Como una Psicosis de las historias de amor, La quise tanto transcurre, durante su primer tercio, en el mundo de la normalidad, hasta que el amour fou cae sobre él como cuchillazos. Adaptando una novela, la realizadora y coguionista Zabou Breitman (ésta es su tercera película) narra esa introducción de modo elíptico, como entre puertas entornadas. Un sesentón llamado Pierre, que da la impresión de cargar con el doble de edad (el siempre infalible Daniel Auteuil), lleva a una cabaña alejada a su nuera (Florence Loiret Caille, de rostro largo y triste) y los dos hijos de ésta, después de que el marido los abandonó. A él se le nota la culpa, ella se ocupa de que así sea. En busca de alivio, Pierre comienza a contar la historia de un amor extramatrimonial, sucedida mucho tiempo atrás. Esa historia tuerce, invierte o refracta la de Chloe, devolviéndola a un lugar más ansiado que la mera realidad.

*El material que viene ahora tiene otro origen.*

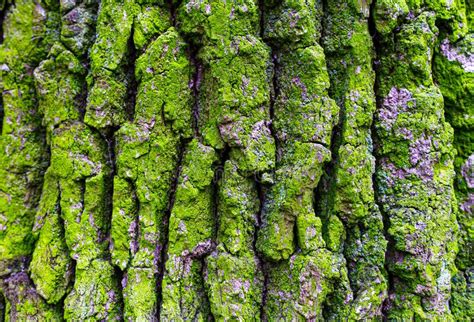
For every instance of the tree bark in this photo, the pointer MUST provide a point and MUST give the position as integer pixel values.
(237, 160)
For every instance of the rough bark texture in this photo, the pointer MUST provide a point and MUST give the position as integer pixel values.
(237, 160)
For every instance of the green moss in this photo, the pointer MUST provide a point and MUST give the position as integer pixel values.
(96, 294)
(298, 288)
(51, 267)
(234, 285)
(191, 222)
(139, 288)
(59, 83)
(79, 164)
(27, 32)
(415, 175)
(215, 22)
(290, 197)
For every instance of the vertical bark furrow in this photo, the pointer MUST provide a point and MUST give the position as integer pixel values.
(349, 195)
(236, 160)
(149, 150)
(415, 158)
(27, 34)
(303, 274)
(453, 69)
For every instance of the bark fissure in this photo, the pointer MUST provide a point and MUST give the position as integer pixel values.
(236, 160)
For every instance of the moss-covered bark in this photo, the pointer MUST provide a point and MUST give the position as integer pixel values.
(236, 160)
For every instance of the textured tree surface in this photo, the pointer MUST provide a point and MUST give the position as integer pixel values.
(237, 160)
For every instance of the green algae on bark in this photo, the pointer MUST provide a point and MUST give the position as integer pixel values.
(236, 160)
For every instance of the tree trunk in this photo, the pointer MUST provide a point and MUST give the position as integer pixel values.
(237, 160)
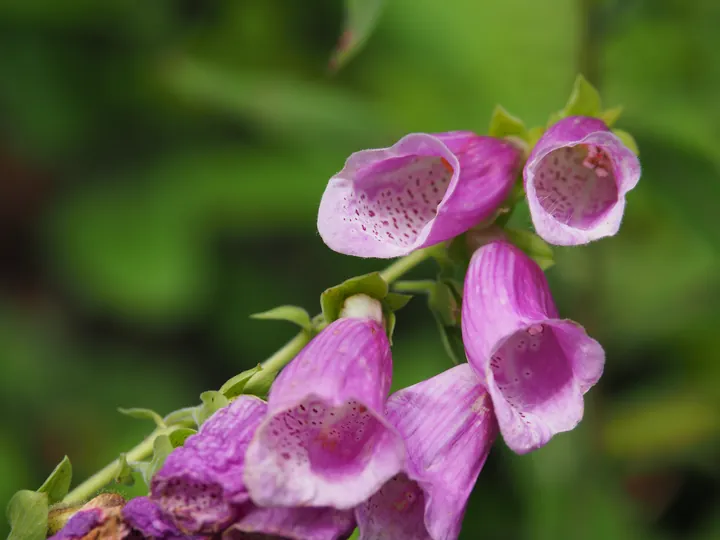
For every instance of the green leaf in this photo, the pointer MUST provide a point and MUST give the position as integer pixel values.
(260, 382)
(293, 314)
(58, 483)
(503, 124)
(361, 16)
(584, 100)
(610, 116)
(396, 301)
(27, 513)
(333, 298)
(535, 247)
(212, 400)
(534, 134)
(444, 304)
(124, 474)
(184, 416)
(143, 414)
(161, 450)
(628, 140)
(178, 436)
(236, 385)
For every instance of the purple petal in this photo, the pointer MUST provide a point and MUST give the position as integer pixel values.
(535, 366)
(80, 524)
(294, 524)
(421, 191)
(576, 180)
(449, 427)
(145, 516)
(200, 485)
(325, 441)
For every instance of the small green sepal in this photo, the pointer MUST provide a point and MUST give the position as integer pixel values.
(212, 400)
(534, 247)
(503, 124)
(236, 385)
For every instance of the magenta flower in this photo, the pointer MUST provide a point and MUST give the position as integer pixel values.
(421, 191)
(200, 486)
(147, 518)
(293, 524)
(80, 524)
(576, 180)
(535, 366)
(449, 427)
(325, 441)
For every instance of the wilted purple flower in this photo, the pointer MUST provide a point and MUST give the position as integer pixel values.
(535, 366)
(200, 486)
(325, 441)
(576, 180)
(147, 518)
(421, 191)
(293, 524)
(449, 427)
(80, 524)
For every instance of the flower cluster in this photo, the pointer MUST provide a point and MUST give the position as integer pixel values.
(331, 450)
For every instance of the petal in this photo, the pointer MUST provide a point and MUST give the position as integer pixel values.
(145, 516)
(200, 485)
(423, 190)
(294, 524)
(535, 366)
(449, 427)
(80, 524)
(325, 441)
(576, 180)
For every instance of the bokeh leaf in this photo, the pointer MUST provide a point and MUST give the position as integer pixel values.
(360, 19)
(27, 513)
(292, 314)
(234, 386)
(143, 414)
(503, 124)
(58, 483)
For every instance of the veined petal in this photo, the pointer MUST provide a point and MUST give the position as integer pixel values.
(576, 180)
(423, 190)
(293, 524)
(325, 441)
(80, 524)
(449, 427)
(200, 486)
(535, 366)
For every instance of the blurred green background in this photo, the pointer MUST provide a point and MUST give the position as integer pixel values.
(161, 164)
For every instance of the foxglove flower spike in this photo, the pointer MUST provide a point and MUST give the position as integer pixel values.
(423, 190)
(576, 179)
(325, 441)
(449, 427)
(535, 366)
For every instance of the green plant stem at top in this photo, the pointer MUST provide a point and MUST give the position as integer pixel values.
(272, 365)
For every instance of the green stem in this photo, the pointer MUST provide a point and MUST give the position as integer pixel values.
(106, 475)
(270, 367)
(400, 267)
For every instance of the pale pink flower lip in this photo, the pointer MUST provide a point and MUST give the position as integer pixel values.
(448, 425)
(325, 441)
(423, 190)
(576, 179)
(535, 366)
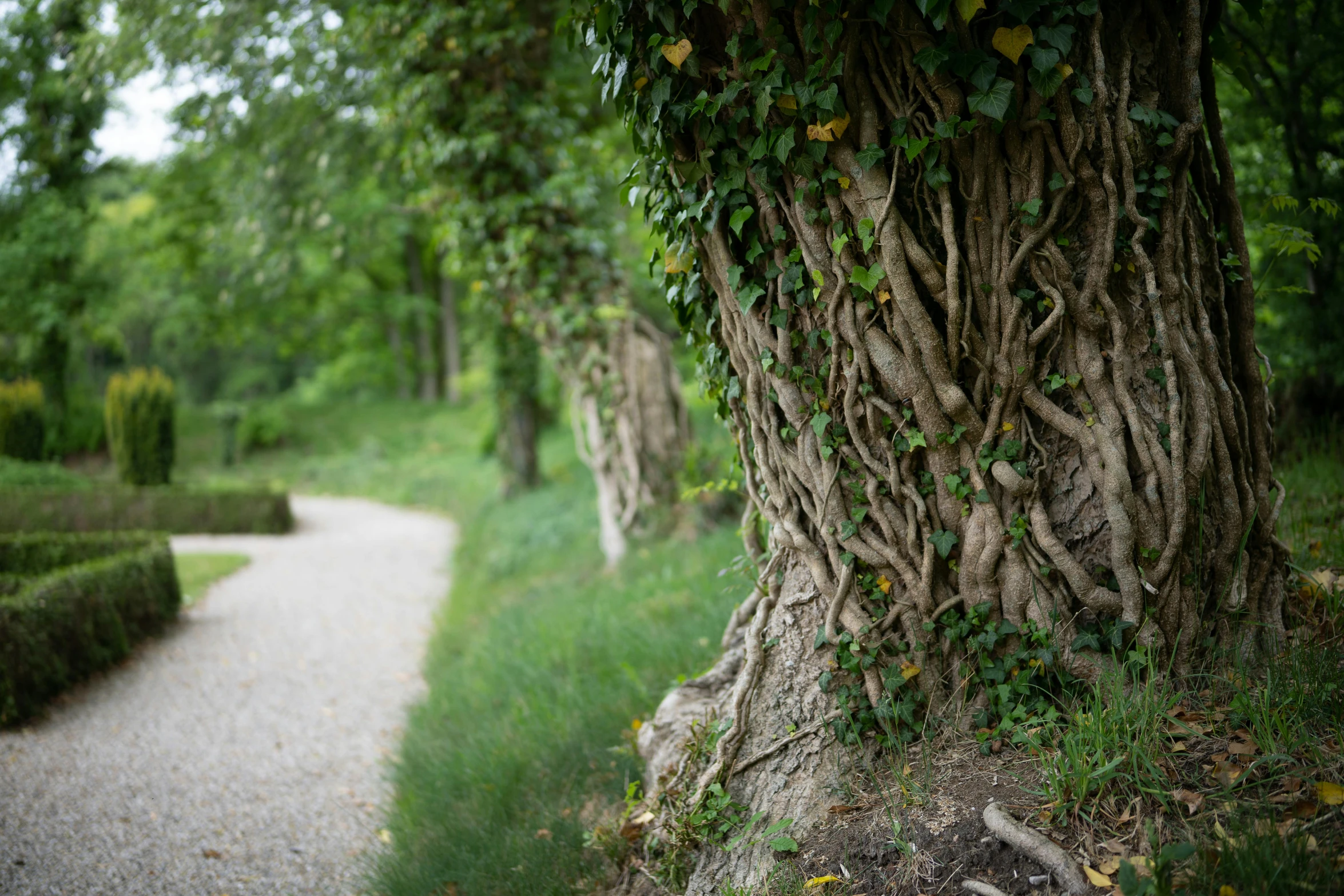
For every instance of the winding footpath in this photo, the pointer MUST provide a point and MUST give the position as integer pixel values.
(245, 750)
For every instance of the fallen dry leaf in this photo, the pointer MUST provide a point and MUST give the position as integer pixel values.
(1012, 42)
(677, 53)
(1330, 793)
(1190, 798)
(1096, 878)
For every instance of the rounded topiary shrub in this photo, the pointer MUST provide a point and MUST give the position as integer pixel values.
(22, 426)
(140, 425)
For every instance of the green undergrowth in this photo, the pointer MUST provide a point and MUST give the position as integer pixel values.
(198, 571)
(539, 660)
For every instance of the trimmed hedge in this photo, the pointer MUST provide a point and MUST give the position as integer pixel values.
(74, 604)
(139, 408)
(22, 425)
(159, 508)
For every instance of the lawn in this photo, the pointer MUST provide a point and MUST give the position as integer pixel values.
(198, 571)
(539, 662)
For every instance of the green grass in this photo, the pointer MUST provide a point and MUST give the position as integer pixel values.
(198, 571)
(539, 660)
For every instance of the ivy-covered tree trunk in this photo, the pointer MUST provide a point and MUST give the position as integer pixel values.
(516, 406)
(631, 426)
(973, 293)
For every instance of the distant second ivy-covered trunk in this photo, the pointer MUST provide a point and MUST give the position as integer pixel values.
(972, 293)
(631, 426)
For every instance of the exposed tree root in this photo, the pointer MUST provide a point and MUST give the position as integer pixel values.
(981, 889)
(1035, 845)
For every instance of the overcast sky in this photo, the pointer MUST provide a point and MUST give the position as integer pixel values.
(139, 127)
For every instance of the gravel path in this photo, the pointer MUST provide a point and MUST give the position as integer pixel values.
(242, 752)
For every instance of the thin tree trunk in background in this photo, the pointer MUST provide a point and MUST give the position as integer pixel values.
(394, 345)
(631, 428)
(452, 339)
(427, 363)
(516, 368)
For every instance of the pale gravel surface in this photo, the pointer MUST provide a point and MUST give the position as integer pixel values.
(257, 728)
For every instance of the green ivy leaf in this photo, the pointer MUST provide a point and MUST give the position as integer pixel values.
(739, 218)
(993, 102)
(867, 278)
(870, 156)
(944, 541)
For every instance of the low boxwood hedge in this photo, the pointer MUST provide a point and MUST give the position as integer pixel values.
(158, 508)
(74, 604)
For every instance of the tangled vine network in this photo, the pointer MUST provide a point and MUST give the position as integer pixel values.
(969, 282)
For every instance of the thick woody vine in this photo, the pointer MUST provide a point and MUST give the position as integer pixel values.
(947, 265)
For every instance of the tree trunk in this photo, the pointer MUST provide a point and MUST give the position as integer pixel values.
(516, 372)
(398, 349)
(451, 337)
(631, 428)
(427, 363)
(1000, 372)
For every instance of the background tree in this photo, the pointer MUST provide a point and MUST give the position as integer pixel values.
(520, 167)
(960, 278)
(55, 77)
(1287, 131)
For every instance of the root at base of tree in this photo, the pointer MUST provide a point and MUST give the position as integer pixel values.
(1035, 845)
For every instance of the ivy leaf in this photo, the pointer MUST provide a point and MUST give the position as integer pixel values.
(992, 102)
(867, 278)
(739, 218)
(1059, 37)
(931, 58)
(869, 156)
(944, 541)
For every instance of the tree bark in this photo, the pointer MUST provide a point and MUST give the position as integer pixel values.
(516, 372)
(996, 371)
(451, 337)
(427, 363)
(631, 428)
(398, 351)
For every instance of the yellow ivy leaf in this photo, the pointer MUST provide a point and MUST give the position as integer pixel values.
(820, 132)
(677, 53)
(674, 264)
(1096, 878)
(1330, 793)
(968, 9)
(1008, 42)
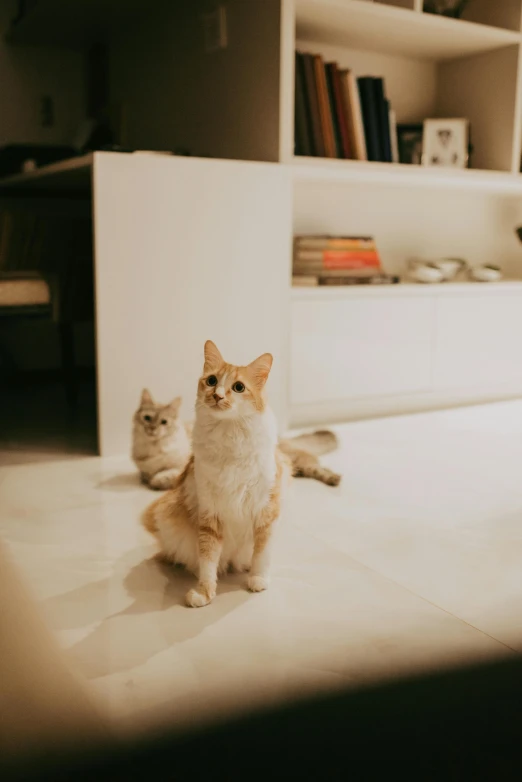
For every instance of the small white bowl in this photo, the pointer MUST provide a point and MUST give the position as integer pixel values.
(450, 267)
(485, 273)
(425, 271)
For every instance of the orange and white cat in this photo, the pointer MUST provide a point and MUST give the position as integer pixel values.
(224, 508)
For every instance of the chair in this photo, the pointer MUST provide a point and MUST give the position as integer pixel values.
(33, 295)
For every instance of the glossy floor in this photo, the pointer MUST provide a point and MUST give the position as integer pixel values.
(415, 561)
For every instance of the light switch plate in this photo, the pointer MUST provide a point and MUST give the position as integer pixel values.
(215, 29)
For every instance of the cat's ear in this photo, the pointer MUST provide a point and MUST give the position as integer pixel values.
(146, 398)
(213, 358)
(260, 369)
(175, 405)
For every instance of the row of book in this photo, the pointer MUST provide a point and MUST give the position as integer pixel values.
(338, 260)
(340, 116)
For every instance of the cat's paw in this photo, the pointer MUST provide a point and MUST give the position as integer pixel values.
(198, 599)
(239, 567)
(258, 583)
(333, 479)
(161, 482)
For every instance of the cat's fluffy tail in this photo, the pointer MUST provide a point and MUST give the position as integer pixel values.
(315, 443)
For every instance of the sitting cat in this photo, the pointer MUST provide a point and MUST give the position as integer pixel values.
(224, 507)
(161, 446)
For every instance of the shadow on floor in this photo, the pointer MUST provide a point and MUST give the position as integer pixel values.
(126, 638)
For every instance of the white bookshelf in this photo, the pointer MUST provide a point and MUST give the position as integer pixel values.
(369, 350)
(433, 66)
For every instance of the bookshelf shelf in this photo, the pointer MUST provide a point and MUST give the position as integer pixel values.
(310, 169)
(406, 289)
(73, 175)
(400, 31)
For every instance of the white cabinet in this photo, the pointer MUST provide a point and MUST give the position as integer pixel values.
(358, 353)
(358, 346)
(478, 341)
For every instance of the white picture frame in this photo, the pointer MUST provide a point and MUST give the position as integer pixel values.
(446, 143)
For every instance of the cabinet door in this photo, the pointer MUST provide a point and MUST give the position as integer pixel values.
(360, 347)
(479, 341)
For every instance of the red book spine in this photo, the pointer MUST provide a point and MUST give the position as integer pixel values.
(350, 260)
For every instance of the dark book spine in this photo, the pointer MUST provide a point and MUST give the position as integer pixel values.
(333, 110)
(387, 133)
(370, 117)
(383, 108)
(303, 144)
(342, 115)
(318, 149)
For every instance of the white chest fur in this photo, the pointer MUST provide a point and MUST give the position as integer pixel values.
(234, 467)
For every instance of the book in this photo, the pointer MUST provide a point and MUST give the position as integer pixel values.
(336, 124)
(394, 138)
(383, 113)
(303, 143)
(347, 150)
(370, 114)
(312, 100)
(367, 271)
(305, 280)
(324, 107)
(338, 259)
(352, 107)
(376, 279)
(307, 242)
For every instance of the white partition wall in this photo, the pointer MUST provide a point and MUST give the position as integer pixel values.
(186, 250)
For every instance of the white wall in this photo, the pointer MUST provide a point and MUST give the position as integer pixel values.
(26, 75)
(186, 250)
(175, 95)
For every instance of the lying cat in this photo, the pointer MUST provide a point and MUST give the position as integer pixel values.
(224, 507)
(161, 446)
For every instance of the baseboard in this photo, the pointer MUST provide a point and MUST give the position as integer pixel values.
(403, 404)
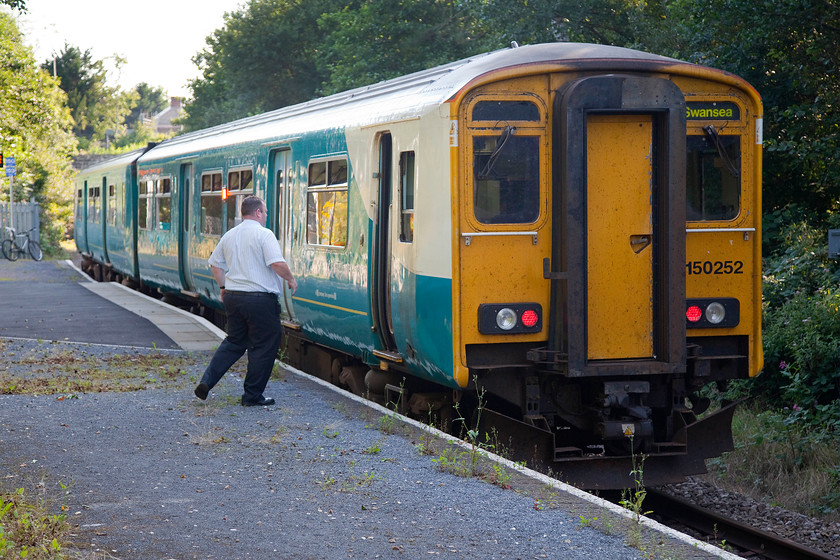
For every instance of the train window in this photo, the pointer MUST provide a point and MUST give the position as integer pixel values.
(112, 205)
(504, 111)
(240, 184)
(93, 204)
(211, 204)
(506, 188)
(145, 205)
(407, 170)
(326, 203)
(163, 205)
(713, 184)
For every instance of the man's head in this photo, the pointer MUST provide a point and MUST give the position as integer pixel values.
(253, 208)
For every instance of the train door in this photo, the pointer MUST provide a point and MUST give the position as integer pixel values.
(103, 218)
(618, 249)
(619, 235)
(185, 227)
(283, 179)
(81, 218)
(380, 292)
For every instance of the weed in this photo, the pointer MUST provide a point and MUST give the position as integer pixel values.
(500, 476)
(373, 449)
(587, 522)
(28, 530)
(53, 370)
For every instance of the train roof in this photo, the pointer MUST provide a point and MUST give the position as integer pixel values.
(405, 97)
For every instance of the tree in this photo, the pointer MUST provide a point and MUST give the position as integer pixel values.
(262, 59)
(35, 128)
(98, 110)
(146, 101)
(382, 39)
(787, 49)
(19, 5)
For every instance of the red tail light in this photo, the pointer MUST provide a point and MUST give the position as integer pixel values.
(694, 313)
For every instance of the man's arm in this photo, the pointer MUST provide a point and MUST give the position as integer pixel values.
(283, 271)
(218, 274)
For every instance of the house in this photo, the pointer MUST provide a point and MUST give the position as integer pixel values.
(162, 122)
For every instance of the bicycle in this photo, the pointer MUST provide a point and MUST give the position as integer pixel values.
(21, 244)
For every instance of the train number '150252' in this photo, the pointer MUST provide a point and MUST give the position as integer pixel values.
(714, 267)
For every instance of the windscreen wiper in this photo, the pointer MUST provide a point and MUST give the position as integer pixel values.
(715, 138)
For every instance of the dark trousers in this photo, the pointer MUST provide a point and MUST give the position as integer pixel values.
(253, 326)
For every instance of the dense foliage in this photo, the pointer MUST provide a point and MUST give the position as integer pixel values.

En esa historia dentro de otra surge la figura de Mathilde (la rubia Marie-Josée Croze, la asesina de Munich, la enfermera de La escafandra y la mariposa), condensación del éxtasis amoroso que recuerda, otra vez, a Hitchcock. Al Hitchcock de Vértigo. Hay momentos muy precisos (la primera vez que Pierre ve a Mathilde, antes de una reunión con empresarios hongkoneses; el modo inexorable en que avanza hacia ella, en subjetiva, en el bar del hotel; algún ralenti posterior) en los que la puesta en escena, calcando la de la obra maestra de Hitchcock, logra expresar el arrebato amoroso mediante una gramática visual específica. Como toda historia de amor loco, La quise tanto es la historia de un éxtasis y su caída. Caída que preexiste, que tal vez sea la condición misma de ese éxtasis: de entrada, Pierre anuncia a Chloe que la que va a contarle es la historia de un amor perdido. Como Lo que no fue, a la que La quise tanto también recuerda. Como todo melodrama.
Excesivamente compuesta cuando le toca estar en el mundo “real”, Marie-Josée Croze da la impresión de transfigurarse al desnudarse, al clavar la mirada sobre Pierre, al encerrarse con él en una habitación con cama matrimonial. Lo de Auteuil es más maratónico. No sólo porque se ve obligado a extremar emociones de un modo quizás inédito, sino porque debe representar a dos Pierre opuestos. Uno al que el amor emboba y atraviesa; otro al que el recuerdo del amor perdido parece sumarle años, canas, cachemires de abuelo. Son tres los Pierre de Auteuil, en verdad, teniendo en cuenta el Pierre laboral y matrimonial. Un señor del que uno no esperaría que se tome un avión a Hong Kong, para pasar un par de días con la mujer que ama, y volver. Junto con él, el relato entero viaja del presente al pasado, de la normalidad al arrebato, del pico amoroso a la pérdida. Zabou Breitman logra hacer de esas transiciones un continuo, aun al precio de rozar a veces el chiche digital, como cuando en el mismo plano hace coexistir tiempos disímiles. Pero es que en ese pasaje, en esa coexistencia, se condensa la idea misma de La quise tanto: la del pasado como paraíso perdido, la del presente como purgatorio.